Murió Daniel Melingo, cofundador de Los Twist y exintegrante de Los Abuelos de la Nada
La música popular argentina sufrió una pérdida irreparable con la muerte del cantante, multiinstrumentista y poeta Daniel Melingo, quien falleció a los 68 años en su departamento del barrio porteño de Chacarita. Fuentes de la Policía de la Ciudad confirmaron que el cuerpo del artista fue hallado por uno de sus hijos en horas de la tarde, precisando además que el intérprete se encontraba bajo un régimen de cuidados paliativos domiciliarios debido a una severa enfermedad respiratoria que lo afectaba desde hacía un tiempo. La noticia generó una profunda conmoción en el arco cultural del país, clausurando de forma imprevista una trayectoria de más de cuatro décadas de experimentación sonora que lo ubicó como una de las mentes más singulares, disruptivas y vanguardistas de la escena nativa.

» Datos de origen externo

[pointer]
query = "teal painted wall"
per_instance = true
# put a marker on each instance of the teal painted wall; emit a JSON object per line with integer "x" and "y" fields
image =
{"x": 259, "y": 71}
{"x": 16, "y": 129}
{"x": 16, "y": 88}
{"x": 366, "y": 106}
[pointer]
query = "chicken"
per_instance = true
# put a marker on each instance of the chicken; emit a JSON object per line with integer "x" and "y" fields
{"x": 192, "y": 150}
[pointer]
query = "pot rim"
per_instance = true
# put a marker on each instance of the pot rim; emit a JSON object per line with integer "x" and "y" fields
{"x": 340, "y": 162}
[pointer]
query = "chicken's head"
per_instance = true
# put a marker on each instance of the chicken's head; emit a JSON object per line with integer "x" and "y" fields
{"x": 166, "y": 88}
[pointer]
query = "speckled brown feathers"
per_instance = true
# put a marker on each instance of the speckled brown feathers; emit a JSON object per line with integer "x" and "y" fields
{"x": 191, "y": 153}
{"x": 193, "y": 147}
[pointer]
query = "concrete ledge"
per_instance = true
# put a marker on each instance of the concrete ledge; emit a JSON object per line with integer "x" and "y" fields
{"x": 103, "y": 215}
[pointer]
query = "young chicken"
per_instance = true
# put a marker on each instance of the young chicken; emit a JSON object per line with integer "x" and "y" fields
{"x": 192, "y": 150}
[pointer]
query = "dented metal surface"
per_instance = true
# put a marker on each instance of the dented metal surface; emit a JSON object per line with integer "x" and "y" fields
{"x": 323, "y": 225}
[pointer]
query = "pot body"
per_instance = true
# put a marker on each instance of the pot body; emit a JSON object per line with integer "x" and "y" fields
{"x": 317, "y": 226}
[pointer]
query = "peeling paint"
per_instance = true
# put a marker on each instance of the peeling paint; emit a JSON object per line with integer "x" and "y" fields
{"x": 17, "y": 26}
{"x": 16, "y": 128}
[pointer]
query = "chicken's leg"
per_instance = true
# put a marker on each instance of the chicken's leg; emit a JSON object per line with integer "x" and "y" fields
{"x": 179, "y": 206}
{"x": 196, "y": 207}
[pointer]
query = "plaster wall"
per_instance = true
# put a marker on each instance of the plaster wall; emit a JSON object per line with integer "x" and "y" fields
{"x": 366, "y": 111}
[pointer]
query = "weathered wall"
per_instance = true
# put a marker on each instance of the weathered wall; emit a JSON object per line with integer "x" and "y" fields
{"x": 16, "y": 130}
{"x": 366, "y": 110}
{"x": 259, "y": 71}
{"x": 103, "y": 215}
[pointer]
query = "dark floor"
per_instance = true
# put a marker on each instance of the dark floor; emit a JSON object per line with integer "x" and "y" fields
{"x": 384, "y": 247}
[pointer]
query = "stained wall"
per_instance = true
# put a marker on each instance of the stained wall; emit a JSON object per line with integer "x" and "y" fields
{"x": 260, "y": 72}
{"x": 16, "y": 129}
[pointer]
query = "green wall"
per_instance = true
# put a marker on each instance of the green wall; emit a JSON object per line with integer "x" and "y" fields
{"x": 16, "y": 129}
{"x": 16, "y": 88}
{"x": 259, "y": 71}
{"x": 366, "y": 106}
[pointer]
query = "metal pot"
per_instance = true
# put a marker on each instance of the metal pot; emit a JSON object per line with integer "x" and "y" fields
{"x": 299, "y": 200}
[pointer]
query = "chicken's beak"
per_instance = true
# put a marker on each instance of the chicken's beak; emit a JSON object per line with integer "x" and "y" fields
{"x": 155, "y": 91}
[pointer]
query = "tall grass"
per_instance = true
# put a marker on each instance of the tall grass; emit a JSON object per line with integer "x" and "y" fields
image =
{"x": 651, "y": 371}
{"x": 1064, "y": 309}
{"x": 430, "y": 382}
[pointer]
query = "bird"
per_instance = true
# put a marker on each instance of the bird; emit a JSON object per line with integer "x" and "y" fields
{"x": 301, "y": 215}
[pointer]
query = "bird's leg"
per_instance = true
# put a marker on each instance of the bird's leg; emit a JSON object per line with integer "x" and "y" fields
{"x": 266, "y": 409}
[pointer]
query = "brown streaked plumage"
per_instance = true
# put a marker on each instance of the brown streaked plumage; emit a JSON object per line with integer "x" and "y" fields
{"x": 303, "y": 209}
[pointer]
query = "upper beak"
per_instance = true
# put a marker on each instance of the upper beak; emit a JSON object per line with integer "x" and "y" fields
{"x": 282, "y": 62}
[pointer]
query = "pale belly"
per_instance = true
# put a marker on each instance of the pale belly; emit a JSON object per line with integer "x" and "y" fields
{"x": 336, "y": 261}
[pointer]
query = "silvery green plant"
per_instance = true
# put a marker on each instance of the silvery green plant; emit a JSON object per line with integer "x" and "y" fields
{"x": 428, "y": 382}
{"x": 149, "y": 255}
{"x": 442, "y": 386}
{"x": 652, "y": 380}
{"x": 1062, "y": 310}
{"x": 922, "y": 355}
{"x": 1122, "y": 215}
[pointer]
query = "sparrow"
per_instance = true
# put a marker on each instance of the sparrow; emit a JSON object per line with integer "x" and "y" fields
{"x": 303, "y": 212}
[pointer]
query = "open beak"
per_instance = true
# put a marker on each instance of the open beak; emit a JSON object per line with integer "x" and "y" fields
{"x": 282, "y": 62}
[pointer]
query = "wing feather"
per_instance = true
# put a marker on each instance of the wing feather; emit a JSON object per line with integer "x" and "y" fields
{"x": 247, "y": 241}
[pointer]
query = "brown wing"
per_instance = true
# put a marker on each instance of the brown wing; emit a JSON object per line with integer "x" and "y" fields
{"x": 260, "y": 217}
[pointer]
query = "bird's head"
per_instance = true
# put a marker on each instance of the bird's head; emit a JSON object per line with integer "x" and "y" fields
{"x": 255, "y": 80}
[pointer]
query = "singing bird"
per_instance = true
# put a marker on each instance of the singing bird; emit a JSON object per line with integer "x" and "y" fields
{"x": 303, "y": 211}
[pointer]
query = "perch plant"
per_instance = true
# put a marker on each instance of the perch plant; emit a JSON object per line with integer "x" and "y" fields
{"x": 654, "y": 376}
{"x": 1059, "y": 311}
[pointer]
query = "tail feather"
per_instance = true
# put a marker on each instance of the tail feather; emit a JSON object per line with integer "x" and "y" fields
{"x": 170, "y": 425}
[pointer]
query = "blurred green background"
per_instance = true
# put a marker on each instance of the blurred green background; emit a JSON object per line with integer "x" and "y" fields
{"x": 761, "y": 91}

Formado formalmente en el Conservatorio Nacional de Música Carlos López Buchardo y en las aulas de musicología de la Universidad Católica Argentina, Melingo edificó los cimientos de su carrera en la vibrante escena underground porteña que desafió los tramos finales de la última dictadura militar. Su firma quedó estampada en la historia grande del rock nacional al fundar en 1982 la agrupación Los Twist junto a Pipo Cipolatti, proyecto con el que editó el rupturista álbum La dicha en movimiento, para luego sumarse como miembro estable a la última y más exitosa encarnación de Los Abuelos de la Nada comandada por Miguel Abuelo. En ese período de ebullición creativa, el músico compartió grabaciones y escenarios con figuras de la talla de Andrés Calamaro, Cachorro López, Fabiana Cantilo y Gustavo Bazterrica, integrando además de forma posterior la agrupación española Los Toreros Muertos y el proyecto de vanguardia Lions in Love en Europa.
Hacia finales de la década de 1990, el creador decidió patear el tablero de su carrera solista para volcarse de lleno a la música ciudadana, un género que le resultaba profundamente familiar debido al pasado de letristas y bailarines en el seno de su hogar materno. Su ingreso definitivo a este universo se consolidó con el lanzamiento de Tangos bajos (1998), una obra maestra que recuperó la estampa canyengue, el lunfardo de barricada y la veta más primal de los arrabales, logrando un éxito fenomenal en Francia, Bélgica y diversos países europeos donde desarrolló extensas giras anuales. A esta producción le siguieron títulos fundamentales como Ufa, Santa milonga, Maldito tango y Linyera, placas que contaron con las colaboraciones de Skay Beilinson, Jaime Torres y Pity Álvarez, demostrando su capacidad para cruzar las fronteras entre el rock, el folklore rioplatense y la milonga tradicional.
Al momento de su fallecimiento, el incansable instrumentista se encontraba abocado a la producción de Tangos bajos (Rework), una regrabación con sonido contemporáneo de aquel emblemático álbum de 1998 que tenía fecha de presentación oficial para el próximo 21 de septiembre en el porteño Teatro Coliseo. El proyecto, de carácter multidisciplinario, contaba además con la realización de un largometraje documental enfocado en rastrear los orígenes antropológicos del tango y el lanzamiento al mercado de un vino malbec de diseño propio que llevaría el nombre de su obra cumbre. De manera paralela a sus proyectos discográficos y a sus celebrados roles actorales en el cine independiente de directores como Luis Ortega, Melingo dejó registrado su último aporte musical colaborando en el inminente disco de reversiones de Los Abuelos de la Nada producido por Cachorro López.